# Visualizations of the Wikipedia Talk Pages corpus

Source: https://convokit.cornell.edu/documentation/wiki.html


## Import modules

In [None]:
!pip install convokit
!git clone https://github.com/jbruneaubongard/linguistic_patterns_wikipedia.git

In [None]:
from convokit import Corpus, download
from datetime import datetime, timedelta

from script.data_viz.utils import *

## Preprocessing

In [None]:
corpus = Corpus(filename=download('wiki-corpus'))
df_utt = corpus.get_utterances_dataframe()
df_utt['timestamp'] = df_utt['timestamp'].apply(lambda x: float(x))

# Convert timestamp to datetime
df_utt["date"] = pd.to_datetime(df_utt["timestamp"], unit='s')

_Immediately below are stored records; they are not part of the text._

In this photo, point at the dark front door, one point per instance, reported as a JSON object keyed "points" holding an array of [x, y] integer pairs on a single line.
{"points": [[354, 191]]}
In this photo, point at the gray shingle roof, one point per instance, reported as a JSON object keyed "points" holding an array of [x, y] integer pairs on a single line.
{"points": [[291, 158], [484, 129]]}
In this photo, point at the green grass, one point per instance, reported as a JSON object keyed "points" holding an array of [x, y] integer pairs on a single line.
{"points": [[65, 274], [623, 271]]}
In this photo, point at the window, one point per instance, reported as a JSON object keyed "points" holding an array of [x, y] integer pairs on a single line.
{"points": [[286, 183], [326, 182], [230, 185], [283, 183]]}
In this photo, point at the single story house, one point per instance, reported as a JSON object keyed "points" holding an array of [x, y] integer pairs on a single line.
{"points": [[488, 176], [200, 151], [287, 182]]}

# Delete data with inconsistent date
df_utt = df_utt[(df_utt['date'].apply(lambda x: x.year) < 2014) & (df_utt['date'].apply(lambda x: x.year) > 2000)]

# Dataframes of admin / non-admin

df_admin = df_utt[df_utt['meta.is-admin'].apply(lambda x: x)]
df_non_admin = df_utt[df_utt['meta.is-admin'].apply(lambda x: not x)]

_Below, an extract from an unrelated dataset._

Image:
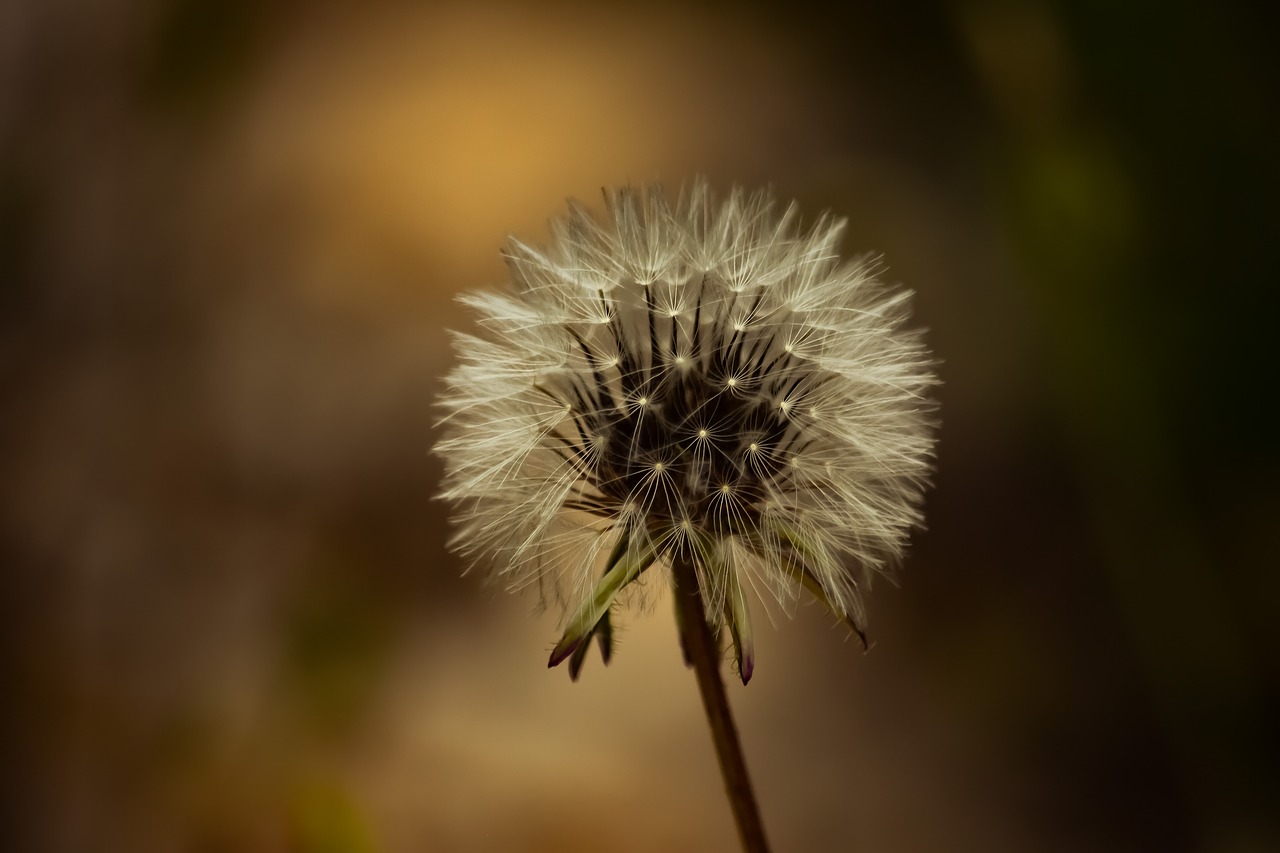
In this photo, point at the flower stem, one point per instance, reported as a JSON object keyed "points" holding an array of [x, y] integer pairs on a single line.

## Histogram of utterances

In [None]:
start_date = '2003-04-01'
end_date = '2011-08-09'

bin_size_months = 3

get_histogram(df_admin, df_non_admin, start_date, end_date, bin_size_months)

## Sankey diagram for speakers

In [None]:
start_date = '2003-04-01'
end_date = '2011-08-09'

In [None]:
get_sankey_plot(df_utt, start_date, end_date, 92, [1,2, 3, 4, 5])

In [None]:
get_sankey_plot(df_utt, start_date, end_date, 183, [1,2,3,4,5])